The title of this post is an actual question posed to me yesterday. In the wake of the settlement of a lawsuit by victims of sexual abuse against Michigan State University, my wife was listening to public radio, and the reporter plainly stated that despite the settlement and the financial penalty, the women involved would “never be whole”.
After telling me that story, she asked that question, out of love.
My response to that?
What a horrible turn of phrase to use.
Sadly, I would put this phrase right along with referring to sexual abuse survivors as “damaged goods”. It’s usually uttered by people who want to make sure that everyone who hears them knows that sexual abuse is a horrible, horrible thing. It’s life-altering, it’s painful, it causes so much hurt. And, all of that is true. Being abused became part of who I am. I can’t go back to being on the same path as I was before it happened. It altered me.
What it didn’t do was make me any less of a whole human being as anyone else.
I want to make two points about these kinds of statements. First, we do not live a life that is always on one path until abuse happens, and then always on that “less than whole” path. Everyone’s life is an amalgam of experiences and events, both good and bad, that add up to a whole human experience. Sexual abuse changes us. If you were in a fender-bender on the way to work this morning, that changed you. Relocating to live in a new city changes you. Travel changes you. The loss of a loved one changes you. Having kids changes you.
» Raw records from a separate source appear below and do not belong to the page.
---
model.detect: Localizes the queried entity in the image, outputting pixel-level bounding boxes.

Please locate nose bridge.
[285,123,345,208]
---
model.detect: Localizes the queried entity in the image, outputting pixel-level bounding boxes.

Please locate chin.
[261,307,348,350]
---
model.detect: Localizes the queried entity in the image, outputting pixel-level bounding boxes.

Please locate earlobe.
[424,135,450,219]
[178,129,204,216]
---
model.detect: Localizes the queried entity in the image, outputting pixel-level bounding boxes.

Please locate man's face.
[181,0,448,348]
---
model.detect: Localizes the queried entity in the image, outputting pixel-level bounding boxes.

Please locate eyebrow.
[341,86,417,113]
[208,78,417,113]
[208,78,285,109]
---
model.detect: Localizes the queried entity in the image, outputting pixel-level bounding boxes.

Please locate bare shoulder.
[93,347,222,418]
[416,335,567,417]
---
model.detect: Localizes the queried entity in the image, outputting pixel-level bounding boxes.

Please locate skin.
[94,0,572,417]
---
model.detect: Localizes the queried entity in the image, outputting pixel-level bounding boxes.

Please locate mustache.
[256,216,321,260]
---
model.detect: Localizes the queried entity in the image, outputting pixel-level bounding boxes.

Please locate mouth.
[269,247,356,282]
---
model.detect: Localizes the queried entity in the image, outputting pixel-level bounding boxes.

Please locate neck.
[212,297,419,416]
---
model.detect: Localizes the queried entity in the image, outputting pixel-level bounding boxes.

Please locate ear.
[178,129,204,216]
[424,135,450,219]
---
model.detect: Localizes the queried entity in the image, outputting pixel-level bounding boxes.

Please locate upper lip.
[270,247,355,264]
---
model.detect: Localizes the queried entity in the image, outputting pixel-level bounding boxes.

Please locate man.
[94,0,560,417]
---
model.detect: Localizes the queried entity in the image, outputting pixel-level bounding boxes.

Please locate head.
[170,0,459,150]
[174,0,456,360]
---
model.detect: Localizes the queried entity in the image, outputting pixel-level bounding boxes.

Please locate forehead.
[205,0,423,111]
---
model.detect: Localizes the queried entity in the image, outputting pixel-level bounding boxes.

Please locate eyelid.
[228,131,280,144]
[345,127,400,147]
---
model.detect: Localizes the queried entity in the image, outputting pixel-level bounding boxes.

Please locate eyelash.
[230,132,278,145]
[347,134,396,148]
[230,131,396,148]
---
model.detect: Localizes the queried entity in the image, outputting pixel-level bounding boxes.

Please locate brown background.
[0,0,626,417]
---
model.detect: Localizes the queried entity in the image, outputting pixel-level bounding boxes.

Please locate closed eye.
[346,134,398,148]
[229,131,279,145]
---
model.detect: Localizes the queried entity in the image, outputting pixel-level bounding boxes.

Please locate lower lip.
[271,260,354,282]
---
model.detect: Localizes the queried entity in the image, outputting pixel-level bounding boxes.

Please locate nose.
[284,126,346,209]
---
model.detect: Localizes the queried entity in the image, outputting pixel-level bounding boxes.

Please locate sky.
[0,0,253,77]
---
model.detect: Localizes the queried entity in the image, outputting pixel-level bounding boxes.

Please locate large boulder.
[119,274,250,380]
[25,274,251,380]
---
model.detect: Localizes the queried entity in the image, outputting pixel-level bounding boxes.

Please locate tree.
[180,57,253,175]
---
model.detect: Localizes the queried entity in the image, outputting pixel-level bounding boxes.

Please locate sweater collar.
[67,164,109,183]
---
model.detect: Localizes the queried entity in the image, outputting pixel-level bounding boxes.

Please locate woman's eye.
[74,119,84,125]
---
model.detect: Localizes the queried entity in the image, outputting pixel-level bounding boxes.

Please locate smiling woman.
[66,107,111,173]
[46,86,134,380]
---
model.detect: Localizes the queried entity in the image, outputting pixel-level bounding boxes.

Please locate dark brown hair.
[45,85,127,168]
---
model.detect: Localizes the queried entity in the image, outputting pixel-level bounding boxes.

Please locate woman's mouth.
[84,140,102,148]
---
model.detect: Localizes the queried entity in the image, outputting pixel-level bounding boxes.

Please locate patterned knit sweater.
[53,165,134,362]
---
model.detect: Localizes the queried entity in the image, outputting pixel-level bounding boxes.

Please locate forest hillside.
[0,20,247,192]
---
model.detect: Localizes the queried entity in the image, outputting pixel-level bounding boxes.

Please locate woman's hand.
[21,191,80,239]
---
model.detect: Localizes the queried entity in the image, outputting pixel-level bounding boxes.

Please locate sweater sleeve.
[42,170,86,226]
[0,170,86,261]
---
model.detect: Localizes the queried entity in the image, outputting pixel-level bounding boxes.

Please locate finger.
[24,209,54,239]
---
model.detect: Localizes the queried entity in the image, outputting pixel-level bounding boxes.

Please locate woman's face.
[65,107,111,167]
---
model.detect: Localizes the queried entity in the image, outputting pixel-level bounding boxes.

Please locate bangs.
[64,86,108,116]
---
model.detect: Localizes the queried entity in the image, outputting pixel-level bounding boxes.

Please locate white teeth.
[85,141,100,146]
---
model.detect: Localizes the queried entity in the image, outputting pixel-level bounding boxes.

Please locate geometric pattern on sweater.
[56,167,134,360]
Real life is made up of a constant stream of experiences that shape and change us. Some we chose, others we did not. Some are positive changes, others are not, and some changes are harder than others. That’s life, for EVERYONE. If we are going to define sexual abuse victims as not whole because the abuse has changed them, then we are going to have to use that same term to define anyone who has ever had a bad experience that changed them. So I guess, by that definition, no one is “whole”.
Secondly, these kind of phrases are damaging to survivors. In this reporters attempt to show how serious abuse is, they also sent the message that survivors are “less than”, and always will be. People who do this might as well go ahead and say what they are already inferring, “Poor things, tossed on the trash bin of history, nothing more than detritus for the normal folks to step around while offering sad looks. That’s all they’ll ever be after something like sexual abuse”.
Survivor, you are a whole human being. Don’t ever let anyone tell you otherwise. You’ve had something horrible happen to you, something that wasn’t your fault, and you didn’t ask for, but it’s now part of you. That sucks, but it is not “end of life as we know it”, or at least it doesn’t need to be. There is still plenty of life for you to live, despite the abuse. You will struggle, and grieve, and feel a lot of things because of the abuse. You are also capable of overcoming it. You are not “less than”. Do not allow anyone to dehumanize you that way.
Everyone else, quit dehumanizing abuse victims. That’s how this all started, we were dehumanized by our abusers, who saw us as “less than”, free to do with what they wanted. Don’t make that worse, don’t continue that abuse. We are just as whole as you are.